Economists on the US Bank Failures
Klaros Group analyzed around 4,000 banks and discovered that 282 were facing a banking crisis in the US. Some reasons behind the possibility of US bank failures are commercial real estate loans and potential losses from higher interest rates. Most of these banks are smaller ones with assets totaling less than $10 billion.
Brian Graham, co-founder and partner at Klaros Group, said that while most of these banks are not bankrupt, they are stressed, which could lead to fewer US bank failures. However, this stress could still affect communities and customers.
Graham said that this banking crisis in the US might lead to consumers experiencing effects like banks choosing not to invest in new branches, technology, or staff.
Sheila Bair, former chair of the U.S. Federal Deposit Insurance Corp., said that for individuals, the consequences of small US bank failures are mostly indirect. She noted that if individuals have deposits below the insured limit of $250,000, there would be no direct consequences for them in the case of bank failures in the US.
If a bank insured by the FDIC fails, all depositors will be reimbursed up to at least $250,000 per depositor per FDIC-insured bank, per ownership category.
Is There a Possibility of Another Banking Crisis in the US?
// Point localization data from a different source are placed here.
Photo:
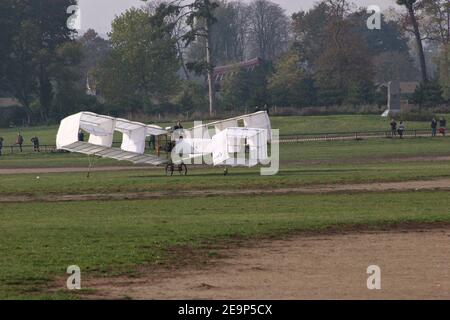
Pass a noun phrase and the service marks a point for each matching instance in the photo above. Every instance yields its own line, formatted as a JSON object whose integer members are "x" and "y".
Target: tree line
{"x": 160, "y": 58}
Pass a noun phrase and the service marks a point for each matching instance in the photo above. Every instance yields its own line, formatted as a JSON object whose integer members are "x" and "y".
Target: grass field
{"x": 38, "y": 240}
{"x": 333, "y": 151}
{"x": 286, "y": 125}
One of the important dates for understanding the banking crisis in the US is March 11, when the Federal Reserve will close the bank term funding program. This started a year ago due to the banking crisis in the US, such as the collapse of regional banks like Signature, Silvergate, and Silicon Valley.
The US bank failures happened because large numbers of customers withdrew deposits, particularly tech or crypto businesses needing funds for losses and attracted by better savings rates elsewhere.
Raising interest rates had already affected banks’ profitability and weakened their balance sheets by lowering the value of their government bond holdings.
The collapse of Silvergate was followed by an event on March 10 when Silicon Valley Bank announced its need to raise capital after selling bonds at a loss, triggering a bank run.
Subsequently, Signature and Swiss bank Credit Suisse also failed. Credit Suisse, facing longstanding issues, was finally taken over by UBS due to heightened anxieties exacerbated by the turmoil in the US.
Investors were concerned about the possibility of other banks failing, as most US banks faced similar risks of customer withdrawals and losses on bond investments.
The Federal Reserve’s Bank Term Funding Program (BTFP) helped reduce the panic by allowing banks to borrow from the central bank using their bonds as collateral. This provided banks with additional funding and restored the value of their bonds to their original face value.
This resulted in offsetting the impact of interest rate increases and improving their balance sheets. Since then, only one more bank, First Republic Bank in San Francisco, has failed.